Nous avions surnommé ma mère La Bonti ; sa fleur préférée était la pervenche et, déjà symboliste, je cherchais la cause de ce goût dans une certaine concordance entre le doux parfum, la couleur tendre, la modestie de la fleur et les vertus de ma mère.

Mes premiers vers furent une sorte de prière mystique où mon âme d’enfant réunissait, dans une seule personnification, la fleur que j’admirais et la mère que j’aimais plus que tout au monde.


À LA BONTI-PERVENCHE

 
Pervenche de douceur,
À ta tige fleurie
Abandonner ma vie
C’est pour moi le bonheur.


Dès le lendemain, j’avais hâte de faire part à Fernand de mon nouveau talent, je lui écrivis :

— J’ai bien souvent pensé à toi et je m’impatiente en cherchant mes mots latins, c’est bien long. Tu dois avoir bien du mal à traduire Virgile. Tu disais que tu allais devenir poète latin : moi, je suis déjà poète français, ainsi qu’Alix : tu verras que nos vers égalent ceux de Victor Hugo, du reste en voici la preuve.

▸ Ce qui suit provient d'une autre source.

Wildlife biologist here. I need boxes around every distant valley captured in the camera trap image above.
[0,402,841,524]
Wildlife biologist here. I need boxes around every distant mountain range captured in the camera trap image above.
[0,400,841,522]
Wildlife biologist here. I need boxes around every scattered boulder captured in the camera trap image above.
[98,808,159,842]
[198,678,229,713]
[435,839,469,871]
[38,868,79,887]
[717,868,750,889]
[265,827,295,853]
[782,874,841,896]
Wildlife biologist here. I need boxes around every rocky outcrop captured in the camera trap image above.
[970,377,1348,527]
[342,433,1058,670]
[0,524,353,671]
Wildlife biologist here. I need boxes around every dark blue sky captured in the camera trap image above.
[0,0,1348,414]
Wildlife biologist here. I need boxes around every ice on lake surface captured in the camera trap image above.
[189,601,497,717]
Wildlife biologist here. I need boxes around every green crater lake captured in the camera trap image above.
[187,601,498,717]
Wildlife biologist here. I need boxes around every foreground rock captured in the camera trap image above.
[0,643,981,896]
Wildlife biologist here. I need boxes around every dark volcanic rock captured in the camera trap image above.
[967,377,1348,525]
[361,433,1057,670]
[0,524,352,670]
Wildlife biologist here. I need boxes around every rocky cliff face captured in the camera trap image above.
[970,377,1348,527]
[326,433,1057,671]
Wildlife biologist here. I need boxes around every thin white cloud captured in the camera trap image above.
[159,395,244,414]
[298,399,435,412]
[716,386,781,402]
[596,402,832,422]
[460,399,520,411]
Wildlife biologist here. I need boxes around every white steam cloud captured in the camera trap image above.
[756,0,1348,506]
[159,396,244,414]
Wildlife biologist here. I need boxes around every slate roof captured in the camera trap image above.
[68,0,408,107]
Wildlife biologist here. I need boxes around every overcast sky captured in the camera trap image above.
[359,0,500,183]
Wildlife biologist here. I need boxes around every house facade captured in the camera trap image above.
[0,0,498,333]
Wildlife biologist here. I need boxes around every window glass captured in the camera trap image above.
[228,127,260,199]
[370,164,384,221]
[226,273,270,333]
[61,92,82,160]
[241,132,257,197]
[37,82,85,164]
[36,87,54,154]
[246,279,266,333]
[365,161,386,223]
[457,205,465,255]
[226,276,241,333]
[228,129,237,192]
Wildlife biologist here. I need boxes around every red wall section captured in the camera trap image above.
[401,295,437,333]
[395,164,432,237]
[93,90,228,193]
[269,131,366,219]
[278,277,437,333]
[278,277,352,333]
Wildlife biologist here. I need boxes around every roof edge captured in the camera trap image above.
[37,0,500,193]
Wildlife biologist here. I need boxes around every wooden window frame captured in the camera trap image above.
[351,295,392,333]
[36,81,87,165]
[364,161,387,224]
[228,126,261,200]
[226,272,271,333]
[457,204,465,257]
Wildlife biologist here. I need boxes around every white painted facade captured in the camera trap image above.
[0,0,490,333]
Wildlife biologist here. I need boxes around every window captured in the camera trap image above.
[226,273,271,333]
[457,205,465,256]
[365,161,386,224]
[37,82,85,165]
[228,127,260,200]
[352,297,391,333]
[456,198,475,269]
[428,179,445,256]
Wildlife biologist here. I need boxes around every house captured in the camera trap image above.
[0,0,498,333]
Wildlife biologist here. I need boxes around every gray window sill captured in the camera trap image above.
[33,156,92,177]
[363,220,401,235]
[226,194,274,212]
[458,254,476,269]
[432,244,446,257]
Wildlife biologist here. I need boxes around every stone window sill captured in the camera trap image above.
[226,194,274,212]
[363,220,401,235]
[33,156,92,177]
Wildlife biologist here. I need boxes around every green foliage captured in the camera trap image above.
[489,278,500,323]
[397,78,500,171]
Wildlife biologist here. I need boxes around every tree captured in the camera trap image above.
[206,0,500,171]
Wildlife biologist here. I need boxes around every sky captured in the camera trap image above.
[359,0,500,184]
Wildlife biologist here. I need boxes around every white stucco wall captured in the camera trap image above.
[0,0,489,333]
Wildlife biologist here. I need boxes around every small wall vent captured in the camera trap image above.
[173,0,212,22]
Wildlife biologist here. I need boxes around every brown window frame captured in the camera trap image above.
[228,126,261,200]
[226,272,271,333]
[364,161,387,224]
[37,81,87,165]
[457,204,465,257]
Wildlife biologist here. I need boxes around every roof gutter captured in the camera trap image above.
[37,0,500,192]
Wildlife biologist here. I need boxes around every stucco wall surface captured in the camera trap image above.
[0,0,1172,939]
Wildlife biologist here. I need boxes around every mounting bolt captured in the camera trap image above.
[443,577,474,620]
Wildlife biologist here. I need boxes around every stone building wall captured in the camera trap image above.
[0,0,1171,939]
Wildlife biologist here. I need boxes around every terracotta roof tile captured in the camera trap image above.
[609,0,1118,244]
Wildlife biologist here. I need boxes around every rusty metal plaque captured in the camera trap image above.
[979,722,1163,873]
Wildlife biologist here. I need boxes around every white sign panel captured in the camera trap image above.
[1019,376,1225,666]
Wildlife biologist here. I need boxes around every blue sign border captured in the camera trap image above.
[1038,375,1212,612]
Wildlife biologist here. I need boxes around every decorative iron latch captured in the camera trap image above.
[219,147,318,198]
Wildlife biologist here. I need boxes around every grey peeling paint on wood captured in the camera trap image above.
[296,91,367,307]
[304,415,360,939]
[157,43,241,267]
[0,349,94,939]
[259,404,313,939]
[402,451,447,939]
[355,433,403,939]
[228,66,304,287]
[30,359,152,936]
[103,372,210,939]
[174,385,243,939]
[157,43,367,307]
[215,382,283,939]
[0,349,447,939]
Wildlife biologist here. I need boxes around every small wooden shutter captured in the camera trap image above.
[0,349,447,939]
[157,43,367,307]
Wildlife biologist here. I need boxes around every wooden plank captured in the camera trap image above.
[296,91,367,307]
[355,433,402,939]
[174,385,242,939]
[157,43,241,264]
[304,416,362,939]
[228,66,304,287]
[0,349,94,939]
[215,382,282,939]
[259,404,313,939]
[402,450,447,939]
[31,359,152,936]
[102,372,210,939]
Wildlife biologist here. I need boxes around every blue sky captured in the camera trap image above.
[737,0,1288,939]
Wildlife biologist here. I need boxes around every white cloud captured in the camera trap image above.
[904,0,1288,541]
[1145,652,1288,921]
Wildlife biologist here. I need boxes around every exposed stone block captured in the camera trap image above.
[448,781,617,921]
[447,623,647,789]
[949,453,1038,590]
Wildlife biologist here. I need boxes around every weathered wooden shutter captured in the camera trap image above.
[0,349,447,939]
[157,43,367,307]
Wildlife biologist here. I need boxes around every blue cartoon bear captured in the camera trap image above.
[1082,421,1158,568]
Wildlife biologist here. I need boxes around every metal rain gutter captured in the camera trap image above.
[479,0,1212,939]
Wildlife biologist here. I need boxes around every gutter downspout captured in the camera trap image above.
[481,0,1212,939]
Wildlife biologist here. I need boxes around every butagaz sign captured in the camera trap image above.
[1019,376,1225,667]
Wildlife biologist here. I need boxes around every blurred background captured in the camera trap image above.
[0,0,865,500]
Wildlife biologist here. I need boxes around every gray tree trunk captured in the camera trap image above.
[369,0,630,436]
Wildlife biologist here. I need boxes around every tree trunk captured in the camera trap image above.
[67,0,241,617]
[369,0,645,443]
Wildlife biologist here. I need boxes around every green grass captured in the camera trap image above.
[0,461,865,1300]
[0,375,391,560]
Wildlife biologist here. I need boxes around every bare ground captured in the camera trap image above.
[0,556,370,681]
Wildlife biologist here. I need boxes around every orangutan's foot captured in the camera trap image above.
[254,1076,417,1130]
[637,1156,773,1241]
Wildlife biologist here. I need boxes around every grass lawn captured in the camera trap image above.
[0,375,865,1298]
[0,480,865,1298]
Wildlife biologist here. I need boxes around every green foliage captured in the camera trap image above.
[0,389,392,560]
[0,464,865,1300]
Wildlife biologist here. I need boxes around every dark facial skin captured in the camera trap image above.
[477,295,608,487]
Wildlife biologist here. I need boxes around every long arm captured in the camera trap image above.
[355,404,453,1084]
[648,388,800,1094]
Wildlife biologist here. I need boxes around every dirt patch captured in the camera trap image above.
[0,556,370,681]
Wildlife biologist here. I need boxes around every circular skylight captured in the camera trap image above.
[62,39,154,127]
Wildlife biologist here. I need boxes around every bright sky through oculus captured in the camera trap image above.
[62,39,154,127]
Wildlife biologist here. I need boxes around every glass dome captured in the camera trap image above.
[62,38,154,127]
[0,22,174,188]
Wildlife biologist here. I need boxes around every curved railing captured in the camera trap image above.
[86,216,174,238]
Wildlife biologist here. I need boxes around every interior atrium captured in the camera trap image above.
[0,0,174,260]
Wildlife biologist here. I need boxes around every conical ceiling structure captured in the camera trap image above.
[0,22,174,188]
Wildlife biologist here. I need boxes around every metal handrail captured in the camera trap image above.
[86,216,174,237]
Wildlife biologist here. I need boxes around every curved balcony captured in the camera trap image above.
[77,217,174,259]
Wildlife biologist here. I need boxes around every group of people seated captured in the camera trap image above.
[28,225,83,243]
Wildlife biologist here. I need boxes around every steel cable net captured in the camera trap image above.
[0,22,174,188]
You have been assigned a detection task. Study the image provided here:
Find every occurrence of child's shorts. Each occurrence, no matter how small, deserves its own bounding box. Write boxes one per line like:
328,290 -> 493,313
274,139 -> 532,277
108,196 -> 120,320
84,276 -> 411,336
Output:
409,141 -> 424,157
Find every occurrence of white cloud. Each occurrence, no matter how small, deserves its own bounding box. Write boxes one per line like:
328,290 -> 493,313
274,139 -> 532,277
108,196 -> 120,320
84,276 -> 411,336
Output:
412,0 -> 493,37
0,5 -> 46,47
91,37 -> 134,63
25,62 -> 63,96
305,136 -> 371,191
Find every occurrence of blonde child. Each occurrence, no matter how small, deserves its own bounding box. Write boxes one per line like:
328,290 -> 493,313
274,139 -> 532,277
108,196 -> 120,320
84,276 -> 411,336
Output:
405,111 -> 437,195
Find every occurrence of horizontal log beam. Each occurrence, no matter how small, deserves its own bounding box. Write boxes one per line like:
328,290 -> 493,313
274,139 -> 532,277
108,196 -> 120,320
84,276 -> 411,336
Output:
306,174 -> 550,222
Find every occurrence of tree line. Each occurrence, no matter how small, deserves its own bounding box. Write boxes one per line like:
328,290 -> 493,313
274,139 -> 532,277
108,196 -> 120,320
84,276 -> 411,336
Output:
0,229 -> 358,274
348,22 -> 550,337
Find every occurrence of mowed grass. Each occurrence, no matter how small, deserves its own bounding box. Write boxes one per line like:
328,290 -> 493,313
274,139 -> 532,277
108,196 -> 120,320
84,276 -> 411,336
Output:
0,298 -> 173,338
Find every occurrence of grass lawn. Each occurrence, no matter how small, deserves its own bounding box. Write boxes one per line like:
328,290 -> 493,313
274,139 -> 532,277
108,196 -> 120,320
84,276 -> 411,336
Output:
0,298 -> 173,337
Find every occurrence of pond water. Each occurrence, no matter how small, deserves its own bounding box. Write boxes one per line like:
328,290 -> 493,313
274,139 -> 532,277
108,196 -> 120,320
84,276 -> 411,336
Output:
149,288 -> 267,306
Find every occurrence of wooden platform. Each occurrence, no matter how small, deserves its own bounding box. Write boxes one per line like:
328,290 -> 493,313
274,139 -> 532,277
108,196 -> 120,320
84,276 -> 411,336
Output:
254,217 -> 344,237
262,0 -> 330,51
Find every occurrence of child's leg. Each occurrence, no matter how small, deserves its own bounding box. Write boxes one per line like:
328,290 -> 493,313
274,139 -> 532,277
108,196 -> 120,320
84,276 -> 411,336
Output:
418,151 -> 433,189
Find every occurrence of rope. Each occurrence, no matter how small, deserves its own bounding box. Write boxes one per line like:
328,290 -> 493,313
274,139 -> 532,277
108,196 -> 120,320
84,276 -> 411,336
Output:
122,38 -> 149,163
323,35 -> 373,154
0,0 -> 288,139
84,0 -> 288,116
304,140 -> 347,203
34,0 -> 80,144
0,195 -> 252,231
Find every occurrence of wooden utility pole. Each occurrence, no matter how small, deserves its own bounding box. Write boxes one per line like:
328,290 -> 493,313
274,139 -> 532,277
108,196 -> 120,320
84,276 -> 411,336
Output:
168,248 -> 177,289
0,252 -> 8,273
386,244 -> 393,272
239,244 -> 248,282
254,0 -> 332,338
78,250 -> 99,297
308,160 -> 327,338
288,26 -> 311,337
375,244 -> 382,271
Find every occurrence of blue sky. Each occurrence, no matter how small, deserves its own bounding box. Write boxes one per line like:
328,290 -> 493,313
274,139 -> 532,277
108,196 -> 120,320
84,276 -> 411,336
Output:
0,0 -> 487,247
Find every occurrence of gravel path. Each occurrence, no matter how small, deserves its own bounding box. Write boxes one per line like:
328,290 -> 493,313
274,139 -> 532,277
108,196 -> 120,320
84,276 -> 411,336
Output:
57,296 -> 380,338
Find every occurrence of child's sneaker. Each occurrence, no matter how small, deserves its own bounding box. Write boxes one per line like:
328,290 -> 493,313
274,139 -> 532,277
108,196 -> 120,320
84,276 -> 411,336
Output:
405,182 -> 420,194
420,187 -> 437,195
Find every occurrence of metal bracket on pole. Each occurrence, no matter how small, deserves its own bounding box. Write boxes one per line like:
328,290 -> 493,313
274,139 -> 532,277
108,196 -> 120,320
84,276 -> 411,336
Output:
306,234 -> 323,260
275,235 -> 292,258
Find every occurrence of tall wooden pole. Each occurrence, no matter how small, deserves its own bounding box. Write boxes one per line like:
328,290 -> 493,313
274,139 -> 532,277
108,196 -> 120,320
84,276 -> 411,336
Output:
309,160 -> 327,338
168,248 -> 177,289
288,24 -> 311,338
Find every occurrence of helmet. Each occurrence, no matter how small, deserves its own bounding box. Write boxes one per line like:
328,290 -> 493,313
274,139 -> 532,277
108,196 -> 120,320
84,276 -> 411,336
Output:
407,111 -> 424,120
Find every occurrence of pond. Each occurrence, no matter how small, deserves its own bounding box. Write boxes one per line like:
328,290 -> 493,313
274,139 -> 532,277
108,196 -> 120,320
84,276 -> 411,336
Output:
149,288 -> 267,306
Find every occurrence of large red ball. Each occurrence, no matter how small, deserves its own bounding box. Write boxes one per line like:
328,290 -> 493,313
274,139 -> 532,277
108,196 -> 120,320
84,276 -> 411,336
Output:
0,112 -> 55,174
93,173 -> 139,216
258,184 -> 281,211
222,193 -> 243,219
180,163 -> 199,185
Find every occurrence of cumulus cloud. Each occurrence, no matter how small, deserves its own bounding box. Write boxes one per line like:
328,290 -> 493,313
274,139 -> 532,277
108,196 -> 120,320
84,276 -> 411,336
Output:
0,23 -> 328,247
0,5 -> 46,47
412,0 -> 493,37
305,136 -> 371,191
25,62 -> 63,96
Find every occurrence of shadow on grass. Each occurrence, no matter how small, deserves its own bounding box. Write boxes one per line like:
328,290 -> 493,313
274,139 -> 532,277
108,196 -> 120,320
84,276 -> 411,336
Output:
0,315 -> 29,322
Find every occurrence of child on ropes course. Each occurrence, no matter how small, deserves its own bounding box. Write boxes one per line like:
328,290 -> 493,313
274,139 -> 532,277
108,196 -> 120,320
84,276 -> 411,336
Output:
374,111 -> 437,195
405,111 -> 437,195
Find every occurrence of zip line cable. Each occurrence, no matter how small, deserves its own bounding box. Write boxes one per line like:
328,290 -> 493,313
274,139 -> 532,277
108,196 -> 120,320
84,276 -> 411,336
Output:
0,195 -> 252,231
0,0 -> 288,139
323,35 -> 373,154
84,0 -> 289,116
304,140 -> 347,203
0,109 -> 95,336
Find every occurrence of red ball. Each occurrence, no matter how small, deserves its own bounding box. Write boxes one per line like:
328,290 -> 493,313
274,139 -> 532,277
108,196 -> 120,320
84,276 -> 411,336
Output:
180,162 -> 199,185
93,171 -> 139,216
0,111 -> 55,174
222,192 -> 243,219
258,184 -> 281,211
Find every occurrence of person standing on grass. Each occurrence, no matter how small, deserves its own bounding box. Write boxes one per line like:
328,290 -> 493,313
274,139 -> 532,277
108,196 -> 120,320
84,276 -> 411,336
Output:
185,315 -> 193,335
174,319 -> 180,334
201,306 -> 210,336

Et je citais le fameux quatrain.

En classe, c’est moi qui suis le plus savant, mais les autres sont assez ignorants : il y en a un qui ne comprend rien. Alix a eu la croix à cause de sa sagesse. Nous avons tous crié au miracle. M. le Curé lui a donné une belle image ; elle a cependant dévergondé plusieurs petites filles…

En effet, l’abbé lui avait demandé : « Quelles sont les trois vertus théologales ? » elle prit un petit air naïf pour répondre : «  La Liberté, l’Égalité et la Fraternité. » Le lendemain, le curé dissertait contre la colère, ce vilain péché. Alix, assise auprès de la fille du maçon, lui souffla cette question : Pourquoi Dieu s’est-il mis en colère, contre le peuple d’Israël ? — Le curé, un peu interloqué tout d’abord, eut recours à ma sœur : « Alix, dit-il (il prononçait âli), répondez ! » — Ce n’était pas de la colère, dit adroitement la rusée gamine, c’était de l’indignation. » Cette distinction subtile, si bien dans le goût jésuitique, lui avait valu une belle image.

Madame Milliet à Fernand.

Je pense, mon cher enfant, que tu auras reçu le petit paquet que je t’ai fait passer et qui se composait d’une paire de chaussons, de mitaines à quatre pouces. deux caleçons et une fiole d’eau-de-vie camphrée.

J’avais appris avant ta lettre l’incendie du Collège, et j’ai été contente de savoir que tu t’étais conduit comme tu devais le faire dans cette circonstance[1] ; car il est bien à craindre que ceux qui manquent de cœur étant jeunes n’en manquent toute leur vie. Ceux qui évitent les occasions de se rendre utiles restent des égoïstes à charge à la société et à eux-mêmes… Ton père a commencé des épreuves de daguerréotype, mais elles sont encore assez imparfaites. Le portrait de Paul est à peine visible.

Fernand à son père.
Bonneville. 17 décembre 1853.

… Le paquet que maman m’a envoyé m’a fait grand plaisir. Je me suis frotté mes engelures avec l’eau-de-vie camphrée et elles disparaissent. Nous sommes moins bien nourris qu’au commencement, le pain est mal fait… J’ai été un peu malade et je suis resté au lit à jeun ! Nous faisons maintenant un fort en neige ; nous nous sommes fait des boucliers en carton pour nous défendre des boules de neige… Je veux maintenant répondre à Paul :

J’ai trouvé tes vers très jolis. La Bonti-Pervenche est très tendre. La Vengeance d’Alix est sublime. Je ne suis pas si bon poète que vous, je ne fais encore que scander les vers d’Ovide. Je suis bien aise d’apprendre que tu

  1. Fernand n’avait rien fait de bien extraordinaire, cependant on avait remarqué son ardeur à porter secours et son mépris du danger.